This repository offers cohorts of GA4GH Phenopackets that represent individuals with Mendelian diseases, as described in Danis et al, HGG Advances 2025.
Please see the online documentation for information about available cohorts.
Phenopacket store releases are available for download from the Releases section.
The latest release ZIP archive is available for download from a stable URL:
ZIP
https://github.com/monarch-initiative/phenopacket-store/releases/latest/download/all_phenopackets.zip
We provide special support for Python with Phenopacket Store Toolkit to simplify accessing the Phenopacket Store data in downstream applications.
The toolkit is available at Python Package Index (PyPi)

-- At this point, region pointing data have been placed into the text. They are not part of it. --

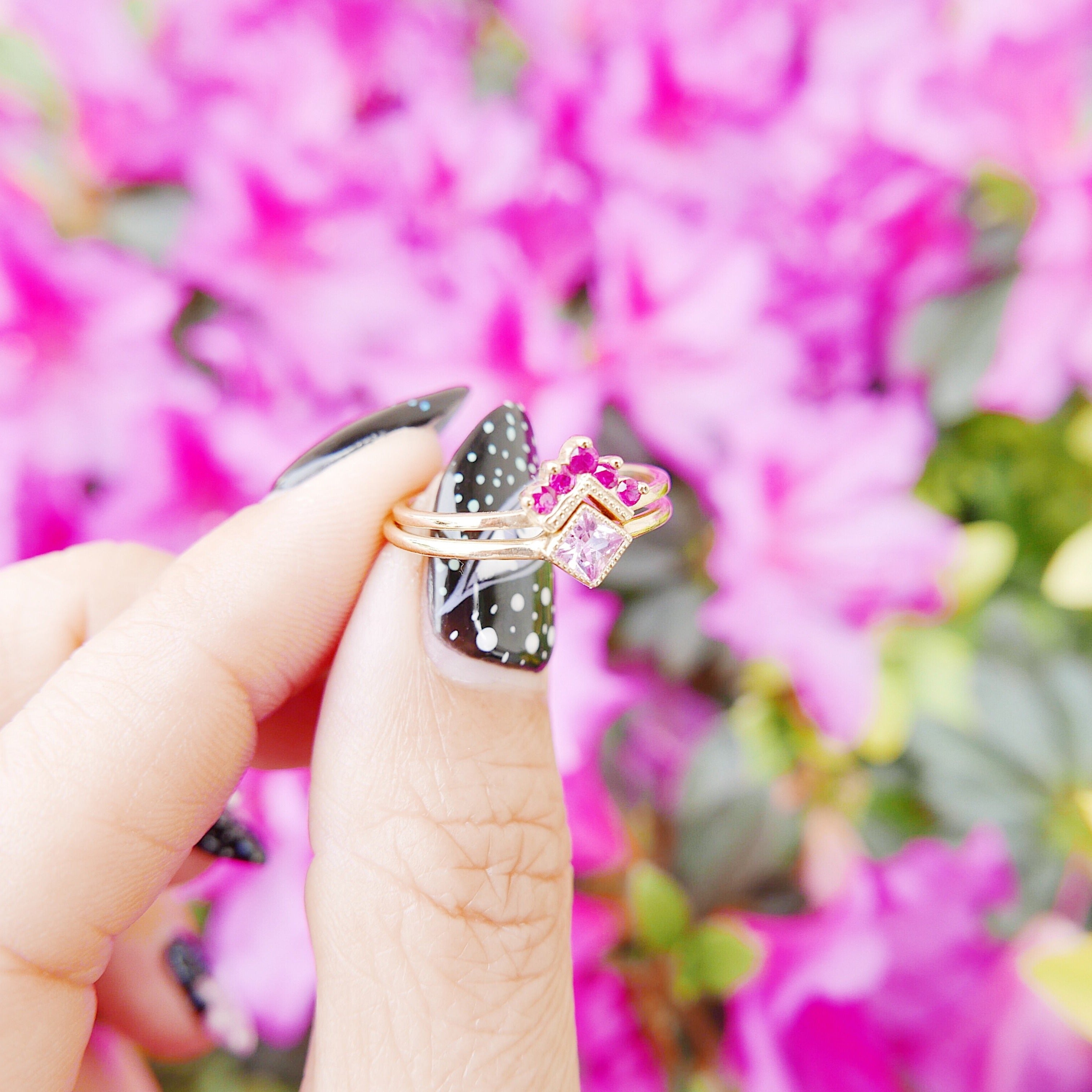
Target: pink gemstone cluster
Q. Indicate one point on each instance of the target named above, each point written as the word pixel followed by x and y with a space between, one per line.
pixel 584 461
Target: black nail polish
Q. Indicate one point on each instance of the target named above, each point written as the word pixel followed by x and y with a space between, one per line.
pixel 433 410
pixel 228 838
pixel 188 964
pixel 497 611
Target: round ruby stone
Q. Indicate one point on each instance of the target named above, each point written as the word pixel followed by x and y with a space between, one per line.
pixel 544 500
pixel 563 482
pixel 584 460
pixel 629 492
pixel 606 476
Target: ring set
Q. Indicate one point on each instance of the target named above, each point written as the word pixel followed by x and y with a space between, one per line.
pixel 580 513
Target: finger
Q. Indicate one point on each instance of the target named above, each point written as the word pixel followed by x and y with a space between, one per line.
pixel 157 992
pixel 126 756
pixel 114 1065
pixel 52 604
pixel 441 892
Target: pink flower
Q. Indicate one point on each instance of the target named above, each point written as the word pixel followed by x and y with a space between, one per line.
pixel 820 540
pixel 900 981
pixel 586 697
pixel 100 419
pixel 256 934
pixel 614 1055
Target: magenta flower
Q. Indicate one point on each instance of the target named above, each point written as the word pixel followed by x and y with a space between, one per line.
pixel 100 422
pixel 256 934
pixel 900 982
pixel 614 1055
pixel 820 540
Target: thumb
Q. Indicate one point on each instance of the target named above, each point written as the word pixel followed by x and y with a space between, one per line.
pixel 441 895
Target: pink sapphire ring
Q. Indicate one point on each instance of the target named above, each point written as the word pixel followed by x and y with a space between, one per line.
pixel 580 513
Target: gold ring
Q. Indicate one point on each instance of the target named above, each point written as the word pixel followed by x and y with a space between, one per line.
pixel 580 513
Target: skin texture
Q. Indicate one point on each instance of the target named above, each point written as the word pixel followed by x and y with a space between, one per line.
pixel 441 892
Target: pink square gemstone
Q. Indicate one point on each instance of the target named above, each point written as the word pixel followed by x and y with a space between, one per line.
pixel 589 547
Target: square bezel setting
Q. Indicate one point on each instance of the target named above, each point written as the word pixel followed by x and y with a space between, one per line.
pixel 589 545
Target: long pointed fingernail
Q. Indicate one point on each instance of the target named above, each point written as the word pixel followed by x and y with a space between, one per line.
pixel 225 1021
pixel 228 838
pixel 435 410
pixel 496 611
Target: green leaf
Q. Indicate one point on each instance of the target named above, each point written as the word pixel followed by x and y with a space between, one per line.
pixel 731 839
pixel 712 959
pixel 659 906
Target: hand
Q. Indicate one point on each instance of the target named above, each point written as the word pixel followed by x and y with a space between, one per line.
pixel 441 890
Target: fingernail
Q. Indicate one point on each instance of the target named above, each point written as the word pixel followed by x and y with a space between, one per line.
pixel 435 410
pixel 496 611
pixel 228 838
pixel 225 1021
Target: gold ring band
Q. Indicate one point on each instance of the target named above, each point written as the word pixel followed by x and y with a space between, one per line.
pixel 406 516
pixel 581 514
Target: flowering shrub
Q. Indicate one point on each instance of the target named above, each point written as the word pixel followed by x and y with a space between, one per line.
pixel 805 253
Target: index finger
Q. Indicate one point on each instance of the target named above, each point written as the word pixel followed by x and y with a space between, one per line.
pixel 126 756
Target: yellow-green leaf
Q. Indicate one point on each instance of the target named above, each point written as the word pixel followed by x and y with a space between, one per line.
pixel 889 729
pixel 712 959
pixel 1064 979
pixel 1068 578
pixel 984 557
pixel 659 906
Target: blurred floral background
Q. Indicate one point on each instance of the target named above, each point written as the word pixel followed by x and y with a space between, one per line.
pixel 827 739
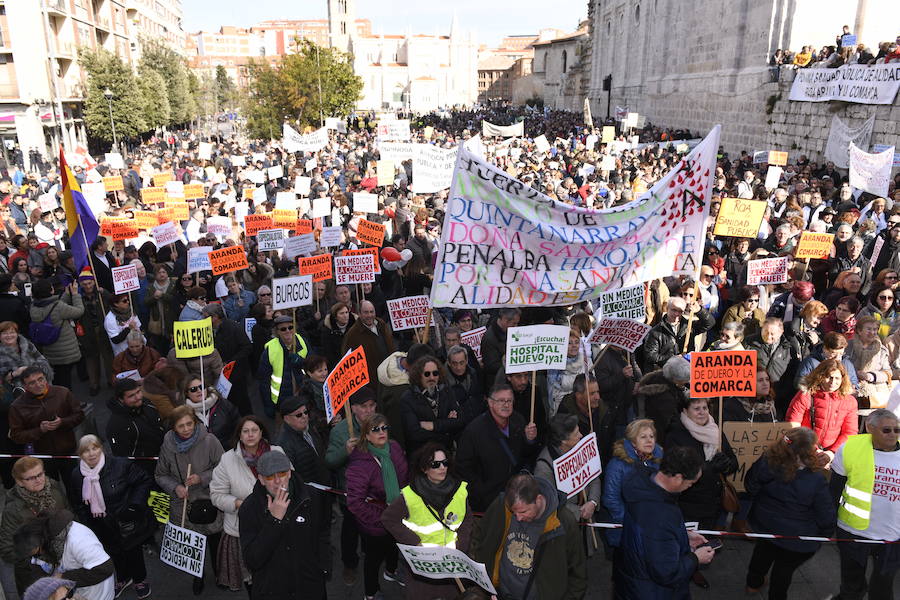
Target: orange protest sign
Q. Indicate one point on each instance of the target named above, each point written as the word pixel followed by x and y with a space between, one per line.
pixel 153 195
pixel 350 374
pixel 723 373
pixel 370 233
pixel 777 158
pixel 254 223
pixel 303 226
pixel 230 258
pixel 113 184
pixel 814 245
pixel 193 191
pixel 372 251
pixel 284 218
pixel 318 266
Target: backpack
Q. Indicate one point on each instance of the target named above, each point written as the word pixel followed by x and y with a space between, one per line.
pixel 45 332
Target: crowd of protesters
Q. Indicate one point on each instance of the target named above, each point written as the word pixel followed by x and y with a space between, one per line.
pixel 438 440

and can be installed, e.g. with pip
:
python3 -m pip install phenopacket-store-toolkit
After installation, loading phenopackets from Phenopacket Store is super easy. First, we create Phenopacket Store registry, an object for managing local data files of Phenopacket Store releases:
from ppktstore.registry import configure_phenopacket_registry
registry = configure_phenopacket_registry()
By default, the registry
keeps the files in data directory at $HOME/.phenopacket-store
(or similar on Windows), but this can be configured if desired.
Then, we can use registry
to load phenopackets of a cohort, e.g. SUOX of release 0.1.18
:
with registry.open_phenopacket_store(release="0.1.18") as ps:
phenopackets = list(ps.iter_cohort_phenopackets("SUOX"))
assert len(phenopackets) == 35
The registry peeks into the data directory to check if the 0.1.18
release ZIP file has already been downloaded.
If absent, the registry will download the ZIP file from Github. Then, we open Phenopacket Store as ps
and we load 35 phenopackets of SUOX cohort.
More info about Phenopacket Store Toolkit is available in its documentation.
The cohorts were curated from data medical publications, mainly by parsing the tables or supplemental tables. The curation was done in Jupyter notebooks using pyphetools library. Pull requests with additional notebooks in the same style are welcome.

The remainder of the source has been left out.